Wednesday, March 24, 2010

TRICARE Statutory Obligation For Attorney Fees

My client is a 72 year old retiree who suffered serious injuries in a car accident. In addition to Medicare, she has TRICARE through the Air Force. The Medicare lien has been resolved reasonably. I am now trying to resolve the TRICARE lien, but the Air Force, unlike Medicare, will not compromise the lien to account for one-third of the attorneys' lien. The Air Force states that "5 U.S.C. sec. 1306 prohibits the payment of counsel fees by the United States."

Would you please provide any legal authority to support a one-third reduction of the TRICARE medical lien for attorneys' fees? In Vermont, it is standard practice for this reduction of an insurance lien. The insurer must pay its proportionate share of procurement costs (attorneys' fees and expenses). Thank you.

TRICARE derives the authority to assert a subrogation claim under the Federal Medical Care Recovery Act (FMCRA), 42 U.S.C. §§ 2651-2653, which authorizes recovery of the reasonable value of medical care furnished or paid for by the United States under circumstances creating tort liability for such medical care in a third party. 32 C.F.R. § 199.12(b). Unfortunately there is no statutory reference under the FMCRA which requires the government to reduce its reimbursement claim based upon attorneys’ fees and costs associated with the settlement.

It has been our experience that while TRICARE does not have a statutory obligation to reduce for procurement costs they will consider such a reduction in the context of hardships (financial/physical). The issue is that each TRICARE office usually has its own guidelines and procedures for reduction consideration. While this can make the process unpredictable, we have found that submitting information and addressing hardships is an effective means of gaining reduction rather than pushing the single concept of procurement costs.

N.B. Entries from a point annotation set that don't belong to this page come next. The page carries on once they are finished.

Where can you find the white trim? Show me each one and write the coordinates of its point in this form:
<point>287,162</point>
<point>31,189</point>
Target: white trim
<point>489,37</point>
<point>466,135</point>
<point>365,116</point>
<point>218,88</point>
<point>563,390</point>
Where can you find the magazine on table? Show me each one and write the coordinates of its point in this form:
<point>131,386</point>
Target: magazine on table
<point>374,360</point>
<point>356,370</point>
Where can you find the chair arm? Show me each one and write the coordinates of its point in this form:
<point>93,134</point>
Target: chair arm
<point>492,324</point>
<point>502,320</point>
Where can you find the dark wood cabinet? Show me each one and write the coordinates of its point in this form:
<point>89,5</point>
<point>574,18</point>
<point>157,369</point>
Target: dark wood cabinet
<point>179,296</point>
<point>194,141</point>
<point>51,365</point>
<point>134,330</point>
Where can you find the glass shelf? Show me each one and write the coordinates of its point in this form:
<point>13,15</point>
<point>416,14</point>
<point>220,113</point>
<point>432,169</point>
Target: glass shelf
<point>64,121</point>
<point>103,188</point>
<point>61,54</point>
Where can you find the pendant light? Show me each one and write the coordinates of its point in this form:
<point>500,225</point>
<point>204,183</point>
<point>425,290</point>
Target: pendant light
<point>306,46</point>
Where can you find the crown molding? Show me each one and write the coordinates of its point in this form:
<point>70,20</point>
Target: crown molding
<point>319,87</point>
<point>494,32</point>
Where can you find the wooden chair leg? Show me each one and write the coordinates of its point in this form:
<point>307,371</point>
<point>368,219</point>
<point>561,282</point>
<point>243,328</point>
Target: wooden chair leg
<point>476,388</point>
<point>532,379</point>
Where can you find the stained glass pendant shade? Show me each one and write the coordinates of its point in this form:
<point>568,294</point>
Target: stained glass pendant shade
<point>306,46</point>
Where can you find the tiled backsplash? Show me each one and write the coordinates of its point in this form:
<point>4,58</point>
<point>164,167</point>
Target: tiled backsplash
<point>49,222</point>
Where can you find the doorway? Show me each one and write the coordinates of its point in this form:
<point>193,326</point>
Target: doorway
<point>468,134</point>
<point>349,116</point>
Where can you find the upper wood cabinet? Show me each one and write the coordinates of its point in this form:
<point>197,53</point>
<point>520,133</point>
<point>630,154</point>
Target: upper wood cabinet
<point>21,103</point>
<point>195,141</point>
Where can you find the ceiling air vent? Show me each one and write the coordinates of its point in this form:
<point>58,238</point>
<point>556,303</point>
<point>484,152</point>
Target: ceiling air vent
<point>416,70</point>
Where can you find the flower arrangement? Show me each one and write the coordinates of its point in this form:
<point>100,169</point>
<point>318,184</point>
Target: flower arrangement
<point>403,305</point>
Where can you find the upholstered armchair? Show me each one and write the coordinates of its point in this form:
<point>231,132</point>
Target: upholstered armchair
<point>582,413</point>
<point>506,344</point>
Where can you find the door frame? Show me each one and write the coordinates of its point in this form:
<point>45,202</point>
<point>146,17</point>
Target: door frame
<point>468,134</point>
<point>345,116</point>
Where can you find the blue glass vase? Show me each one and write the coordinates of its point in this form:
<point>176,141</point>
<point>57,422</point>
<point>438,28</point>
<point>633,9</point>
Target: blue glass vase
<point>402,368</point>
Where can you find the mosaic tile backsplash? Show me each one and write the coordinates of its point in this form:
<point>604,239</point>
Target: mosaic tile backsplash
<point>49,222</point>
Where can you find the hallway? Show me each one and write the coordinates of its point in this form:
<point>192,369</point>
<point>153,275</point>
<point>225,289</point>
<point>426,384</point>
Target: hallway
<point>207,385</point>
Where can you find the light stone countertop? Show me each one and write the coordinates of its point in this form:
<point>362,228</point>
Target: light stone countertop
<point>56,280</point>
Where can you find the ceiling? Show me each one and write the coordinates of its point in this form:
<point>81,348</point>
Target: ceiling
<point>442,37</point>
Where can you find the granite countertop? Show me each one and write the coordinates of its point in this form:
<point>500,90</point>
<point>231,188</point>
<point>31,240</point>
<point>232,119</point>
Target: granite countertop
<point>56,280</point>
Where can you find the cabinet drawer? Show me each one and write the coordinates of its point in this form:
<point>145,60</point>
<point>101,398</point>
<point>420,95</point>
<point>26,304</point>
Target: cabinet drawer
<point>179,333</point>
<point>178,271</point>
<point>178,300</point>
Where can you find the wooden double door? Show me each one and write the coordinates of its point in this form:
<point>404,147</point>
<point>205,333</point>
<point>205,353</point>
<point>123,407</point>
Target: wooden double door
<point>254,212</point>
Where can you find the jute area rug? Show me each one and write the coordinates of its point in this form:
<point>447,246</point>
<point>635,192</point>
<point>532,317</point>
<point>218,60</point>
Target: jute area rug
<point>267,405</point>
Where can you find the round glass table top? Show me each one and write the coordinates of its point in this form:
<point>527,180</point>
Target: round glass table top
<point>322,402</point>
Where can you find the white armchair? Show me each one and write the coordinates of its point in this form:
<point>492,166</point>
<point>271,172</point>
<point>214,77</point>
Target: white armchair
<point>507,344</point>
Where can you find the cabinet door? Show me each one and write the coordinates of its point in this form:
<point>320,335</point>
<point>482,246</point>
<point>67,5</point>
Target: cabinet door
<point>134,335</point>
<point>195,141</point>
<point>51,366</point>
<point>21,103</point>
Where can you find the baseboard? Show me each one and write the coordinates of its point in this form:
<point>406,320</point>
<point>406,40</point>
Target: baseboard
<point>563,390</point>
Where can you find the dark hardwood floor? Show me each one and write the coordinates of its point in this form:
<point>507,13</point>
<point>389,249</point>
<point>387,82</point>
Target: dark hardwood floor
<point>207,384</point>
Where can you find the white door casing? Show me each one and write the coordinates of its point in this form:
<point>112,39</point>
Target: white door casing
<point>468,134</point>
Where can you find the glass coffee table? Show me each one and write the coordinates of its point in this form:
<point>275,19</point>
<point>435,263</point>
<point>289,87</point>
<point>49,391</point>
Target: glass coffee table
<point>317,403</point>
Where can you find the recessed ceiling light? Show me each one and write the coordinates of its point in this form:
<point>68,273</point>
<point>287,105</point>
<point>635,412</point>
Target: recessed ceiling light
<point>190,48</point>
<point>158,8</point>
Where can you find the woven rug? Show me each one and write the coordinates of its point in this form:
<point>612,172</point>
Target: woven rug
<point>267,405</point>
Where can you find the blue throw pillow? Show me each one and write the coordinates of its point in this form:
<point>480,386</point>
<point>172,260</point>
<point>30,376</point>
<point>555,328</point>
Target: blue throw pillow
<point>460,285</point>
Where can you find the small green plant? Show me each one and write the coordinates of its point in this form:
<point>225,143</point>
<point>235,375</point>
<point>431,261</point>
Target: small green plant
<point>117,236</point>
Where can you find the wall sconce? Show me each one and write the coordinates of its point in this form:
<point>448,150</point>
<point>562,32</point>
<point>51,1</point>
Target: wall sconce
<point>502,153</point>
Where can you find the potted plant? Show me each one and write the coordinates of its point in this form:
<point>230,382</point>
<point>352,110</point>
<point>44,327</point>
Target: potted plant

However it also worth noting that in a case where the injured party pursued the tort claim and the government passively waited for reimbursement, at least one court has required an equitable reduction in the government’s claim. Mosey v. U.S., D.Nev.1998, 3 F.Supp.2d 1113. While this case involved a VA patient rather than a TRICARE beneficiary, it dealt with the same regulatory scheme under which the government seeks recovery, the FMCRA. The Court held that a balance of equities test should be applied in such circumstances. While this case and VT law may not be controlling they may be persuasive especially in the context of any hardships your client may have endured. I am also not aware of any law which prohibits the US from taking such a reduction.

Please let me know if you have any follow up questions and thank you for the question.